Figure 3.8 The trial frame provides demarcation for the cyl axis
A spectacle prescription may be written in plus cyl notation or minus cyl notation – these are the two equivalent ways in which any single refractive error can be corrected. Both plus and minus cyl notations are acceptable, so either may be used. Always ensure that for any single patient both eyes are in the same notation (that is, both eyes in plus cyl notation or both eyes in minus cyl notation – never use plus cyl for one eye and minus cyl for the other eye). The notation that is chosen by someone usually reflects their training in retinoscopy. To obtain the equivalent notation, one form has to be transposed to the other form (transpose the plus cyl notation to the minus cyl notation, or vice versa).
Transposition involves three steps:
- add the cyl to the sphere to give the new sphere
- change the sign of the cyl to give the new cyl
- the new axis is perpendicular to the old axis.
Transposition example
Transpose –8.00/+3.00 @ 165.
New sphere = (–8.00) + (+3.00) = –5.00 (adding the cyl to the sphere to give new sphere)
New cyl = –3.00 (changing the sign of the cyl to give the new cyl)
New axis = 165 – 090 = 075 (the new axis is perpendicular to the old axis)
To give –5.00/–3.00 @ 075.
Therefore, –8.00/+3.00 @ 165 (plus cyl format) will correct the same refractive error as the transposed equivalent prescription –5.00/–3.00 @ 075 (minus cyl format).
It does not matter if you choose to record in plus or minus cyl notation, but it is crucial that you are consistent and for the eyes of any single patient always use either plus cyl notation throughout for both eyes or minus cyl format throughout for both eyes.
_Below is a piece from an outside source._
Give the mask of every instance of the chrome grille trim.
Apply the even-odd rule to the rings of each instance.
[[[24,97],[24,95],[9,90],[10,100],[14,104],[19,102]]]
Do not use plus cyl for one eye and minus cyl for the other eye of the same patient, since such inconsistency is confusing and unacceptable in the Refraction Certificate Examination.
Given that refractive prescriptions can be written in both plus or minus cyl format, it can be confusing at first to appreciate whether or not somebody is myopic or hypermetropic overall.
For example, consider –1.50/+4.00 @ 020, which is equivalent to +2.50/–4.00 @ 110. This person obviously has a significant amount of astigmatism, but are they myopic or hypermetropic overall? This can be simplified by the concept of the ‘spherical equivalent’, which combines the effect of the sphere and cyl to decide if the eye is myopic or hypermetropic overall.
Spherical equivalent = sphere + (cylinder/2).
The spherical equivalent can be obtained from the refractive prescription in either the plus or the minus cyl format.
So, for the above example (–1.50/+4.00 @ 020, which is equivalent to +2.50/–4.00 @ 110), the spherical equivalent would be –1.50 + (+4.00/2) = +0.50. Note that this is equal to +2.50 + (–4.00/2) = +0.50. Therefore, in this case, the eye can be considered to be mildly hypermetropic overall.
This concept of spherical equivalent is particularly important to understand when choosing the intra-ocular lens power in cataract surgery because if the incorrect target spherical equivalent is chosen anisometropia may result. ‘Anisometropia’ is when the difference in refractive errors between the two eyes is sufficiently large to result in troublesome symptoms such as aniseikonia (different image size of single object between eyes) and asthenopia (eye strain – patients are often non-specific but complain of fatigue, blurred vision and headache).
This is different for different patients but is a significant risk when the difference in spherical equivalent between the two eyes is more than 1.5 dioptres. Therefore, it is crucial to discuss with the patient undergoing cataract surgery:
- their target refraction (often the target is emmetropia, but myopes may like to be left a little myopic, whereas there is no refractive advantage of being left hypermetropic unless this is done to avoid anisometropia in hypermetropic patients keen for cataract surgery in one eye only)
- the plan for the other eye (since a patient undergoing sequential, bilateral cataract surgery will often choose to be emmetropic but should be warned of anisometropia whilst awaiting second eye surgery).